Wednesday, February 1, 2012

a post i never posted

below is a blog post i started this past SUMMER, in 2011.
[you know how God can be pretty persistent when He wants your attention on something? i find He's getting especially persistent when He starts using mutliple media :) It starts with a thought. but it's easy to ignore a "thought" or rationalize that it might have been my idea not God's. then i'll hear something on the radio or that very day's devotion will be on the subject, then i KNOW it was God's idea all along, and i have to smile because He loves me enough to orchestrate these circumstances.
so that brings us to today. i'll just be real. i love the internet- shopping, pinterest, blogs, facebook, googlin' stuff- i love it. and i wake up about 20-40 minutes before my children sometimes less, but i will hop on my laptop and read a few blogs i like or look at things in that time. but last fall [that would be fall 2010] i first had the thought that maybe i should give that precious time to God. it wasn't that i didn't have quiet time, i do my quiet time at nap time because it's longer. so i thought, no i'll keep doing what i want to do. but the thought would come again, and again and i would enjoy my computer time less and less because i felt like i was cheating God so to speak. a couple of mornings i did read my Bible and pray, but i never stuck with it, rationalizing that i was having quiet time later. well, i had the thought this morning so i got up and i read my Bible and prayed a little. later i saw the title for a daily devotion i get via email by nancy leigh demoss. it said "starting your day with God"  and i got it. i laughed to myself and said, well that does it, from now on i'm starting my day with God
i don't think there's anything inherently wrong with the internet or the things i look at, but God is asking me to give Him the firstfruits of my day. almost as a safeguard, because sometimes we have company or i have tasks around the house that have to be done right then and quiet time might get drastically reduced or squeezed out altogether.]
PRESENT DAY: so how's that going you might ask? well...i'm sad to say i again did not stick with it. i continued my 'mid-day quiet time' but did not consistently give God the firstfruits of my day. then monday i decided i would. and then everything went wrong. not wrong bad, just wrong not how i planned it. but i just thought to myself, that is ok. this day is covered in prayer and i'm not going to worry about it or let the devil steal my joy. and all day i felt confident in my choices and actions because i consulted the Acient of Days before i started my day. now i'm hoping since its 'out there' in blogland that it will make me accountable and i'll be disciplined in my early morning prayer. what do i pray? i'm glad you asked. right now, i simply bow my knee to the One True God and thank Him for His son Jesus.

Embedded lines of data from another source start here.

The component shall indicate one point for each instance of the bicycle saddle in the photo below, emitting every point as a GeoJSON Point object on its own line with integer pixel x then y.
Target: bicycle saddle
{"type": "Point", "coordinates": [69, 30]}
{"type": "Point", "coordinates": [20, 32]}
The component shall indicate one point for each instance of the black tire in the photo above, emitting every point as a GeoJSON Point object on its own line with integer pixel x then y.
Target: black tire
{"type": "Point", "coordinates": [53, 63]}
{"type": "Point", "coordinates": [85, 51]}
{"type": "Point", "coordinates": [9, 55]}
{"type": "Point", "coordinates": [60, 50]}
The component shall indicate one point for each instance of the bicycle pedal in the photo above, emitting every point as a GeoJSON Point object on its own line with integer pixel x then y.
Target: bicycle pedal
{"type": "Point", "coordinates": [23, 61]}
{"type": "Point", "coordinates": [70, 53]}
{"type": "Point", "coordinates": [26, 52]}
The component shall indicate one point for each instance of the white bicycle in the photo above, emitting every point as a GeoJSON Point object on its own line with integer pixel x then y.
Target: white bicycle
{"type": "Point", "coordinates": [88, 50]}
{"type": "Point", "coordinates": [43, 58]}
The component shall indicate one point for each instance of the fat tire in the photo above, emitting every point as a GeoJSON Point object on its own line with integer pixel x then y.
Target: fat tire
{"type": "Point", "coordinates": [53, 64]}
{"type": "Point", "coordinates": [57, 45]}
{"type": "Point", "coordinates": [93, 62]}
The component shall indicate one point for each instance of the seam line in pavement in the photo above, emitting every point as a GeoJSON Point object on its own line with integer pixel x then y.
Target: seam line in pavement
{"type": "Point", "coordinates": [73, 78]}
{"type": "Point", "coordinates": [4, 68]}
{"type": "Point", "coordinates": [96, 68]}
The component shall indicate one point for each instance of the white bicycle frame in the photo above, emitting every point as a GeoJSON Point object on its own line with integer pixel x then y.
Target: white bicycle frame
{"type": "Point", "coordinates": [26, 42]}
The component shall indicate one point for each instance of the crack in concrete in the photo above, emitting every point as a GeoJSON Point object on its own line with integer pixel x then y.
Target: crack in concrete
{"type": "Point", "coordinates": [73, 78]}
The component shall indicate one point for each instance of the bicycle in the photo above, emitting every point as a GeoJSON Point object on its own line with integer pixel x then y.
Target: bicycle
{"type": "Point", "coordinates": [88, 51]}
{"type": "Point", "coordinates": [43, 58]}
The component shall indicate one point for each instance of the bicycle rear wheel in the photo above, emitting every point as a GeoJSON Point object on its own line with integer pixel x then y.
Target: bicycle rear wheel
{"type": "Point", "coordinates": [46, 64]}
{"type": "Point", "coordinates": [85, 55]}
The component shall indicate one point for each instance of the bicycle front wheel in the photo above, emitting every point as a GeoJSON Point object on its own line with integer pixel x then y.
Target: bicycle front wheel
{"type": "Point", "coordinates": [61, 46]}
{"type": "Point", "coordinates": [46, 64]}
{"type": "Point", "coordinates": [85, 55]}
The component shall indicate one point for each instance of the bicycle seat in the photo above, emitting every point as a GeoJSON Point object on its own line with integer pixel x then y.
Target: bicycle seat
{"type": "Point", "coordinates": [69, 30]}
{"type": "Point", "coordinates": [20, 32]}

I thank Jesus for loving me. i ask that he order my day according to His plan (psalm 90:12) and help me show Jesus to others. i also pray for healing for friends and loved ones.
i feel almost hypocritical even typing this because i fail every day. every day it seems i blow it one way or another. but that's the beauty of serving a God who keeps no record of wrong. every day i get to start fresh.
for some reason i'm having a hard time hitting "publish post" for fear of sounding pious or like i've got it all figured out because the Lord knows that couldn't be more false, i guess my hope is, that if anyone reading this has wished they had time for prayer or felt they didn't know where or how to start, then just know i don't either! i am just learning day by day and we can do it together! it's a discipline just like exercise or anything else that will eventually produce positive results. God will bless the time we give Him and we'll never regret a moment spent honoring Him.

2 comments:

Amy Kennedy said...

Deidre, thanks for finally posting this! I really needed to read that. It's 5:30 am and my children are still sleeping, and where am I?! Sitting at this computer during the only true quiet moment of the day in this house. Thanks for the wake up call. I know God needed me to read this this morning! Love you!

Just call me D said...

same place i was at too- spending my morning on the computer. it's a sweet little time first thing in the morning to spend it with Him. thanks for the encouragement!